Fire return intervals and recruitment affect population growth rate of canopy trees in tall open forest in humid savanna

Savannas are the major biome in tropical regions of the globe, defined as sparsely wooded regions with a continuous herbaceous layer of mainly C₄ grasses where rainfall is distinctly seasonal. Fire is a common feature of most savannas. The largest protected areas of savannas are found in sparsely populated monsoonal northcentral Australia with strong annual wet and dry seasons. The most common vegetation type is relatively intact, tall (<15 m), open forests where Eucalyptus canopy trees form the basic structure. Over the past half century, traditional indigenous fire regimes were largely replaced by contemporary fires where individual trees may experience fire as often as 3 out of 5 years. The potential for long-term persistence of the canopy tree populations is an open question.
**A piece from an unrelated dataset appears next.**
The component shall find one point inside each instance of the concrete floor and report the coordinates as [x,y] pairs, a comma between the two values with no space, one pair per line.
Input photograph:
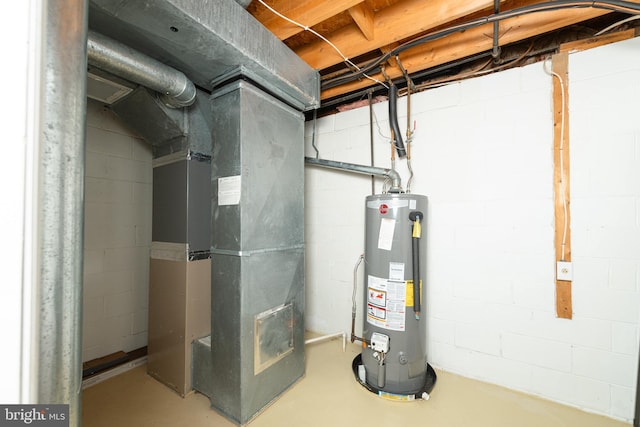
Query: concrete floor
[329,395]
A stage-based population model of the canopy trees was previously developed to address this question, drawing on data from three decades of experimental field studies wherein the survival, growth, and reproduction of individual marked trees were recorded under different seasonal fires and understory types to produce transition matrices among eight life history stages, and used to calculate population growth rates (λ). Here, we apply that model to determine how λ varies across a range of fire return intervals from 1 to 12 years for both early and late dry season fires, in two different understory types. We also explore the sensitivity of λ to two key life history parameters: recruitment and seedling survival. Minimum fire return intervals of 2–5 years were generally required for λ ≥1 that would allow populations to persist; these were shorter with stochastic year-to-year timing of fires and with higher recruitment rates. Uniquely, under certain conditions, there was also a maximum fire return interval above which λ <1, creating a “window” of fire return intervals that allowed canopy tree populations to persist. Mechanisms underpinning results as well as implications for savanna structure, alternate states, cyclical dynamics, future research, and management by fire are discussed.